- 7.1 Quadratic Behavior of Repeated List Search
- 7.2 Deleting or Adding Elements to the Middle of a List
- 7.3 Strings Are Iterables of Strings
- 7.4 (Often) Use enum Rather Than CONSTANT
- 7.5 Learn Less Common Dictionary Methods
- 7.6 JSON Does Not Round-Trip Cleanly to Python
- 7.7 Rolling Your Own Data Structures
- 7.8 Wrapping Up
7.2 Deleting or Adding Elements to the Middle of a List
An early discussion in this book, in Chapter 3, A Grab Bag of Python Gotchas, addresses how naive string concatenation within a loop might encounter quadratic complexity. That is to say, the overall time and computation needed to perform a sequence of N operations is O(N2).a2
Although in many situations the solution to a slowdown in (certain) string operations is to simply “use a list instead” (perhaps followed by a final "".join(thelist) to get back a string), lists have their own very similar danger. The problem here is in not understanding what is “cheap” and what is “expensive” for lists. Specifically, inserting or removing items from a list anywhere other than at the end is expensive.
We first explore some details of exactly how lists are implemented in Python, then look at which other data structures would be good choices for which actual use cases.
Python gives you the ability to insert or remove items from anywhere within a list, and for some purposes it will seem like the obvious approach.
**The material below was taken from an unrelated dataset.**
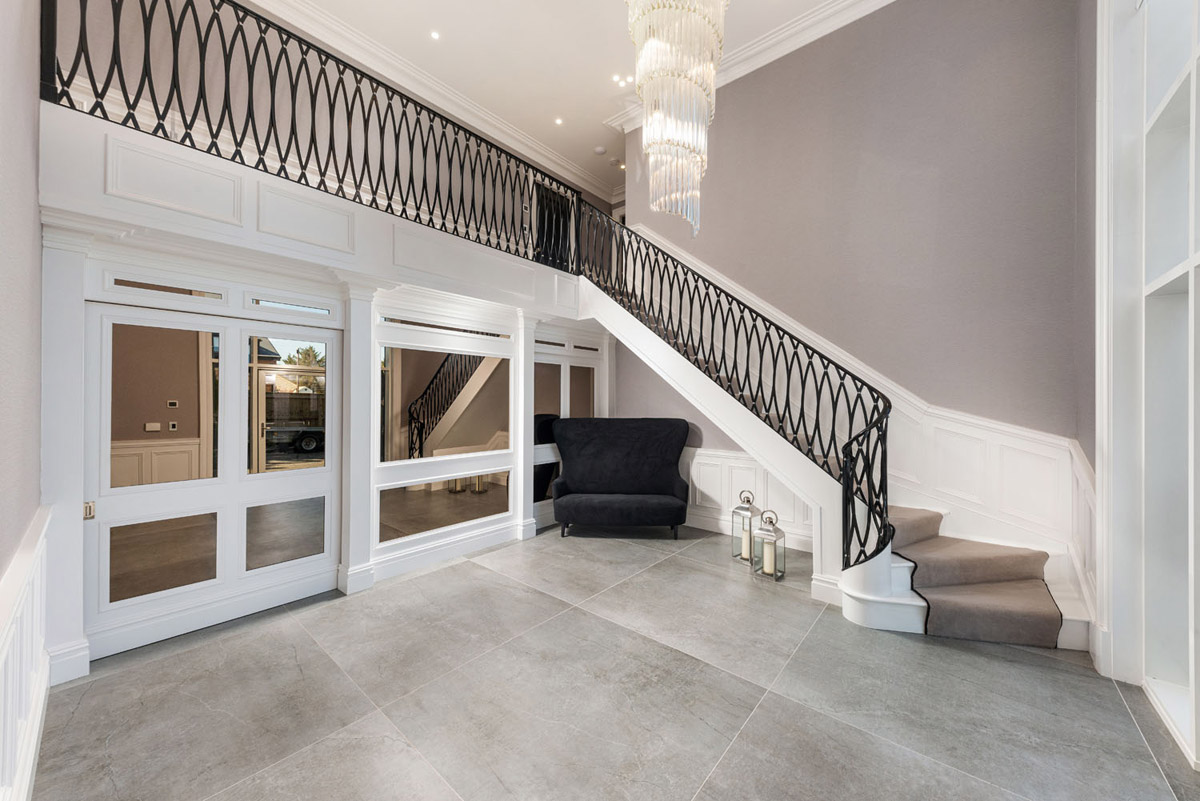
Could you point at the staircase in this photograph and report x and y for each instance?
(811, 422)
(976, 590)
Indeed, for a few operations on a relatively small list, the minor inefficiency is wholly unimportant.
Inserting and removing words from middle of list
>>> words = [get_word() for _ in range(10)] >>> words ['hennier', 'oughtness', 'testcrossed', 'railbus', 'ciclatoun', 'consimilitudes', 'trifacial', 'mauri', 'snowploughing', 'ebonics'] >>> del words[3] # ❶ >>> del words[7] >>> del words[3] # ❶ >>> words ['hennier', 'oughtness', 'testcrossed', 'consimilitudes', 'trifacial', 'mauri', 'ebonics'] >>> words.insert(3, get_word()) >>> words.insert(1, get_word()) >>> words # ❷ ['hennier', 'awless', 'oughtness', 'testcrossed', 'wringings', 'consimilitudes', 'trifacial', 'mauri', 'ebonics']
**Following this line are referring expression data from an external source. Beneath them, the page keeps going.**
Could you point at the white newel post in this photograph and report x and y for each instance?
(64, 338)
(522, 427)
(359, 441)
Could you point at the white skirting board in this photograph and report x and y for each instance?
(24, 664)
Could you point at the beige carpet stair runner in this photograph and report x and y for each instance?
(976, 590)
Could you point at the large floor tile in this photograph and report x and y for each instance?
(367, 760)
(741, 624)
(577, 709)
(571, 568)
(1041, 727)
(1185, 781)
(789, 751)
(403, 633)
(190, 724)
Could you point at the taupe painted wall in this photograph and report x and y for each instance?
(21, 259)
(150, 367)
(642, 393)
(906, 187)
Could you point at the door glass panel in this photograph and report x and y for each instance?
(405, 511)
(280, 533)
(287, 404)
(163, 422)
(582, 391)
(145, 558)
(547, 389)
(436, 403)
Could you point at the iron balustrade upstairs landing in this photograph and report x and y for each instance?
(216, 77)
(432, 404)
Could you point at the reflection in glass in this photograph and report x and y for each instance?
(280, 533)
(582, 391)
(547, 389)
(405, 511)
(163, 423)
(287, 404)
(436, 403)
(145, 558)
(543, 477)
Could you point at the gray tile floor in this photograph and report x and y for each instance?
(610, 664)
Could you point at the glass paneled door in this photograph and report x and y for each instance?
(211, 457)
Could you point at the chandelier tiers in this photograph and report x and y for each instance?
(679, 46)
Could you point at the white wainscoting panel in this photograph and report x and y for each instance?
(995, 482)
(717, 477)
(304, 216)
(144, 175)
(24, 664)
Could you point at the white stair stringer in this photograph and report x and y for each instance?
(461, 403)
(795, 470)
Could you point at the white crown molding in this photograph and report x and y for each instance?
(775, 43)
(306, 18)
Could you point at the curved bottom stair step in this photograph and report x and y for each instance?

❶ The word deleted at initial index 3 was railbus, but on next deletion ciclatoun was at that index.
❷ The word wringings was inserted at index 3, but got moved to index 4 when awless was inserted at index 1.
For the handful of items inserted and removed from the small list in the example, the relative inefficiency is not important. However, even in the small example, keeping track of where each item winds up by index becomes confusing.
As the number of operations gets large, this approach becomes notably painful. The following toy function performs fairly meaningless insertions and deletions, always returning five words at the end. But the general pattern it uses is one you might be tempted towards in real-world code.
Asymptotic timing for insert-and-delete from list middle
>>> from random import randrange >>> def insert_then_del(n): ... words = [get_word() for _ in range(5)] ... for _ in range(n): ... words.insert(randrange(0, len(words)), get_word()) ... for _ in range(n): ... del words[randrange(0, len(words))] ... return words ... >>> insert_then_del(100) ['healingly', 'cognitions', 'borsic', 'rathole', 'division'] >>> insert_then_del(10_000) ['ferny', 'pleurapophyses', 'protoavis', 'unhived', 'misinform'] >>> %timeit insert_then_del(100) 109 μs ± 2.42 μs per loop (mean ± std. dev. of 7 runs, 10,000 loops each) >>> %timeit insert_then_del(10_000) 20.3 ms ± 847 μs per loop (mean ± std. dev. of 7 runs, 10 loops each) >>> %timeit insert_then_del(1_000_000) 1min 52s ± 1.51 s per loop (mean ± std. dev. of 7 runs, 1 loop each)
Going from 200 operations (counting each of insertion and deletion) to 20,000 operations takes on the order of 200x as long. At these sizes the lists themselves are small enough to matter little; the time involved is dominated by the number of calls to get_word(), or perhaps a bit to randrange(), although we still see a 2x proportional slowdown from the list operations.
However, upon increasing the number of operations by another 100x, to 2 million, linear scaling would see an increase from 20 ms to about 2 seconds. Instead it jumps to nearly 2 minutes, or about a 55x slowdown from linear scaling. I watched my memory usage during the 15 minutes that %timeit took to run the timing seven times, and it remained steady.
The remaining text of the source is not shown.